Who? Exactly. Hakushi's only claim to fame was a show-stealing performance with the 1-2-3 Kid (Sean Waltman) at SummerSlam 1995. I know he didn't talk, but hell, neither did Sabu, nor does Sin Cara, nor did Kane, nor Yokozuna, etc. This is a Japanese wrestling guru with the Japanese symbol tattoos running the length of his body. If I'm not mistaken he was even paired with Mr. Fuji for a short time. Why was this man not maineventing PPVs against Bret Hart for the WWE Championship on a regular basis? Yokozuna was a silent champion who was dominant because of his size. Maybe I missed something, but could we not build an intriguing storyline around a silent champion who's dominant because of his skill? I don't know how big Hakushi could have been, but I do know that he deserved more than to be booked in matches against Barry Horowitz. Who? Exactly.
1. Lance Storm
"Can I be serious for a second?" Storm is one of my favorite in-ring performers and one of the most under-rated mic men in the history of the business. Whether it be in ECW, WCW, or WWE is silent, straight man routine was pure brilliance. Wait this man doesn't have a gimmick? Okay, that's his gimmick, a man with no gimmick. The no-nonsense ring tactician who was unwilling to exchange witty banter because it was beneath his Canadian sense of professionalism was classic. Ironically, some of his best work could be found in the twilight of WCW's run, when they had all but given up trying to compete with WWE and were merely trying to survive. All I know is that any man who can have that long of a career with the lame-ass half-crab as his finisher has to have some mad skills in and out of the ring.

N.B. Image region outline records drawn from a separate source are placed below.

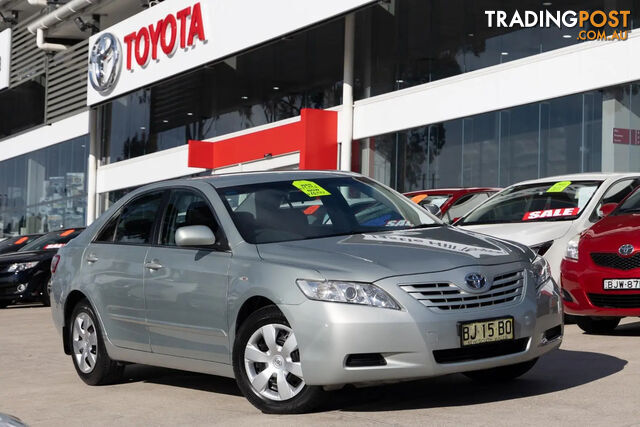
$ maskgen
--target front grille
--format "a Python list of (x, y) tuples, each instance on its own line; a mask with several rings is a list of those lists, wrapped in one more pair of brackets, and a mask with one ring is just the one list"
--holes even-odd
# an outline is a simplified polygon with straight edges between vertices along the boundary
[(488, 359), (490, 357), (521, 353), (527, 349), (528, 343), (529, 338), (519, 338), (512, 341), (479, 344), (470, 347), (434, 350), (433, 357), (437, 363), (468, 362), (470, 360)]
[(516, 271), (494, 277), (491, 288), (482, 294), (467, 292), (453, 283), (413, 284), (400, 285), (400, 287), (429, 308), (463, 310), (518, 300), (524, 288), (524, 272)]
[(603, 308), (640, 308), (640, 293), (637, 294), (587, 294), (591, 303)]
[(592, 253), (591, 259), (596, 265), (617, 270), (640, 268), (640, 253), (629, 257), (623, 257), (616, 253)]

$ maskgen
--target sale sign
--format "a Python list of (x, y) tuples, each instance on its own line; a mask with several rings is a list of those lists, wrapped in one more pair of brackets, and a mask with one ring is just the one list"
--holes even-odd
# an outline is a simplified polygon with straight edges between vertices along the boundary
[(543, 211), (531, 211), (524, 214), (523, 221), (531, 221), (533, 219), (556, 218), (563, 216), (576, 216), (580, 212), (580, 208), (560, 208), (545, 209)]

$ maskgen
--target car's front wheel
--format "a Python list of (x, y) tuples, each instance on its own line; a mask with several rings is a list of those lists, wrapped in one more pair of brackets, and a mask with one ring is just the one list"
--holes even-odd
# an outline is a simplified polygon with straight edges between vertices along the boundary
[(275, 306), (251, 314), (240, 326), (233, 346), (238, 387), (262, 412), (309, 412), (323, 391), (304, 382), (294, 331)]
[(80, 378), (89, 385), (117, 382), (124, 366), (107, 354), (97, 316), (87, 300), (73, 309), (68, 329), (71, 359)]
[(496, 368), (482, 369), (480, 371), (470, 371), (464, 374), (474, 381), (501, 382), (509, 381), (526, 374), (538, 361), (537, 358), (515, 365), (498, 366)]
[(585, 317), (577, 318), (578, 327), (588, 334), (607, 334), (620, 323), (619, 317)]

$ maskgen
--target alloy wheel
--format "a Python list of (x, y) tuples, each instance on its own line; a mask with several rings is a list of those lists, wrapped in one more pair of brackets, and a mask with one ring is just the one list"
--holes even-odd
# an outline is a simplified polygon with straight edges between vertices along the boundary
[(98, 360), (98, 333), (91, 317), (80, 312), (73, 322), (73, 357), (78, 369), (90, 373)]
[(244, 364), (254, 392), (284, 401), (304, 388), (300, 351), (291, 328), (272, 323), (255, 331), (244, 350)]

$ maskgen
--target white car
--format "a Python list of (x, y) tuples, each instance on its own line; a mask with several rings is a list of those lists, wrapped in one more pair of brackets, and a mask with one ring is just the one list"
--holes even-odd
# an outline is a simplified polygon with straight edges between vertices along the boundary
[(494, 195), (455, 225), (529, 246), (547, 259), (559, 284), (567, 244), (638, 186), (640, 173), (580, 173), (524, 181)]

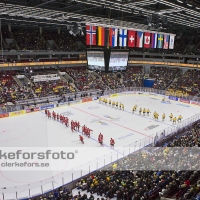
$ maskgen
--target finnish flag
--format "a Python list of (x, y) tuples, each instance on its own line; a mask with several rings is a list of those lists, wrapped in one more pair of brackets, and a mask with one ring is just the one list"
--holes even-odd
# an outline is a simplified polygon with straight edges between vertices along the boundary
[(119, 29), (119, 46), (120, 47), (127, 46), (127, 30)]

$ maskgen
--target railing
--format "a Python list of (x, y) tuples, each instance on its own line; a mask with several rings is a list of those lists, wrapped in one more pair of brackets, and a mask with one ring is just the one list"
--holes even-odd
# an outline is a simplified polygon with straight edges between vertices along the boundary
[[(90, 91), (93, 92), (94, 91)], [(78, 95), (81, 95), (83, 93), (90, 93), (90, 92), (80, 92)], [(95, 91), (97, 93), (97, 91)], [(98, 91), (99, 93), (100, 91)], [(130, 87), (130, 88), (122, 88), (122, 89), (115, 89), (115, 90), (106, 90), (104, 91), (104, 96), (116, 94), (116, 93), (126, 93), (126, 94), (133, 94), (134, 92), (137, 92), (137, 94), (143, 94), (147, 93), (150, 95), (163, 95), (165, 96), (165, 91), (163, 90), (157, 90), (157, 89), (151, 89), (151, 88), (142, 88), (142, 87)], [(72, 95), (72, 94), (68, 94)], [(74, 95), (74, 93), (73, 93)], [(188, 97), (188, 99), (194, 101), (200, 100), (200, 98), (197, 97)], [(198, 101), (199, 102), (199, 101)], [(5, 111), (13, 111), (21, 109), (20, 105), (16, 106), (4, 106), (1, 107), (0, 112), (4, 113)], [(58, 188), (64, 184), (73, 182), (76, 179), (79, 179), (82, 176), (85, 176), (95, 170), (98, 170), (102, 167), (105, 167), (106, 165), (123, 158), (124, 156), (127, 156), (139, 149), (142, 149), (143, 147), (147, 145), (152, 145), (158, 142), (159, 140), (163, 139), (164, 137), (177, 132), (179, 129), (197, 121), (200, 118), (200, 113), (196, 114), (188, 119), (183, 120), (181, 123), (163, 129), (162, 131), (157, 131), (156, 133), (146, 136), (138, 141), (134, 141), (128, 145), (125, 145), (124, 147), (120, 147), (118, 149), (115, 149), (114, 151), (109, 152), (108, 154), (105, 154), (101, 157), (98, 157), (94, 160), (91, 160), (87, 163), (82, 163), (77, 167), (74, 167), (68, 171), (59, 173), (58, 175), (55, 175), (51, 178), (47, 178), (45, 180), (41, 180), (34, 183), (29, 183), (21, 186), (13, 186), (13, 187), (6, 187), (6, 188), (0, 188), (0, 194), (2, 195), (2, 199), (20, 199), (20, 198), (29, 198), (32, 196), (41, 195), (43, 193), (46, 193), (48, 191), (54, 190), (55, 188)], [(83, 170), (84, 169), (84, 170)], [(49, 176), (51, 176), (49, 174)], [(1, 198), (1, 196), (0, 196)]]

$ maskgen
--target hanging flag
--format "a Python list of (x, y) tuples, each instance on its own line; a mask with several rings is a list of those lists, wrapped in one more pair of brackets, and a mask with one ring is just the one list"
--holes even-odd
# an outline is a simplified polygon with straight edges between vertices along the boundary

There's plenty of debate available for this topic and I welcome it all, but I would like to throw in a few wrestlers who are often mentioned who I have not listed:
Matt Hardy: Over-rated entirely. Quality matches are the result of being booked against far superior talent.
Diamond Dallas Page: Mis-used by WWE but his WCW run compensates for it, plus by the time he reached WWE DDP was getting pretty old.
Raven: Great runs in all other promotions, but typically needed to rely on a no-rules format and that can't cut it in the WWE at a main-event level.
I'm sure there's more, so please comment on any and all issues. Good reading everyone.